Sequence diagram of RC reliability under packet loss. Sender NIC transmits packets with PSN 1, 2, 3, 4. PSN 2 is dropped on the wire. Receiver gets PSN 3 and detects the PSN-2 gap, returns a NAK referencing PSN 2. Sender's NIC retransmits PSN 2 then PSN 3. Receiver returns a cumulative ACK for everything up to PSN 3, then a regular ACK for PSN 4. The whole exchange happens between the two NICs without CPU involvement.
PSN tracking, NAK on gap, retransmit — all in NIC hardware.
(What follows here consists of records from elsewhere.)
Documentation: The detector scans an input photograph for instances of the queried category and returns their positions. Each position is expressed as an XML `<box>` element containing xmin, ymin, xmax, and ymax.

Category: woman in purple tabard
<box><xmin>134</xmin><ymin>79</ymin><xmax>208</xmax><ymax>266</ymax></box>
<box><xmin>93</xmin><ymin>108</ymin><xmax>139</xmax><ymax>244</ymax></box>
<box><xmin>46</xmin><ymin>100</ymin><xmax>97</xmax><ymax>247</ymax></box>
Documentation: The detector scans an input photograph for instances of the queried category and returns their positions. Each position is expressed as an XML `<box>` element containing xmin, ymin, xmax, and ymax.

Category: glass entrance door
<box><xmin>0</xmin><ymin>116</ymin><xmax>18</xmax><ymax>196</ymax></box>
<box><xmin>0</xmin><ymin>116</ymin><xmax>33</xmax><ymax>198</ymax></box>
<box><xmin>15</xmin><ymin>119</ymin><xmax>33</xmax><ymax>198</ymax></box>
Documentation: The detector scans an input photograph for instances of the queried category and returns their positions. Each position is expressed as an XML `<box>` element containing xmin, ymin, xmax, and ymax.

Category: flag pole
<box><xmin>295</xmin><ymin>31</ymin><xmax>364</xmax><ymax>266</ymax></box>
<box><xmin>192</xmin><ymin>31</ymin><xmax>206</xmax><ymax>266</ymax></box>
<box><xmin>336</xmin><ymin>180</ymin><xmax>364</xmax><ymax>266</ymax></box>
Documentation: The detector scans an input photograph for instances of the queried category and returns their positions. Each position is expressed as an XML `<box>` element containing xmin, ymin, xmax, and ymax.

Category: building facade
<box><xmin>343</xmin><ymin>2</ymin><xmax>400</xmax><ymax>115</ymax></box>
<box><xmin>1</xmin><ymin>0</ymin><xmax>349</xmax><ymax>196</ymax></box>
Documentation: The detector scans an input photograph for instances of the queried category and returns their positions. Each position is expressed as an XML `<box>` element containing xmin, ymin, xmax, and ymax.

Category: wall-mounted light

After `retry_count` retries with no ACK, the sender's WR completes with `IBV_WC_RETRY_EXC_ERR`.

Why this matters for RoCE v2: in InfiniBand, the fabric is essentially lossless and these retransmit paths almost never fire. In RoCE v2 over Ethernet, the fabric can drop a packet (congestion, bit error, buffer overrun) and RC's PSN-gap retransmit is the safety net. PFC + ECN exist precisely so this safety net is rarely tested — when the fabric drops packets, RoCE v2 performance falls off a cliff because retransmits are coarse-grained (go-back-N, not selective).

The on-call takeaway: if you start seeing IBV_WC_RETRY_EXC_ERR in app logs, the first place to look is switch counters (drops, PFC pauses, ECN marks) — not the NIC, not the app. The fabric leaked a packet that PFC was supposed to backpressure.


Connection setup with librdmacm — what operators see

Before any data flows, RC QPs have to be wired up. There's a chicken-and-egg problem — you need the peer's GID and QP number to set up the QP, but you need a working connection to exchange them. The solution: bootstrap over a separate channel.

The de-facto standard is librdmacm (the RDMA Connection Manager). It looks like sockets — rdma_create_id, rdma_resolve_addr, rdma_resolve_route, rdma_connect, rdma_accept — but operates over the RDMA fabric and produces the GID/QP-num exchange as a byproduct.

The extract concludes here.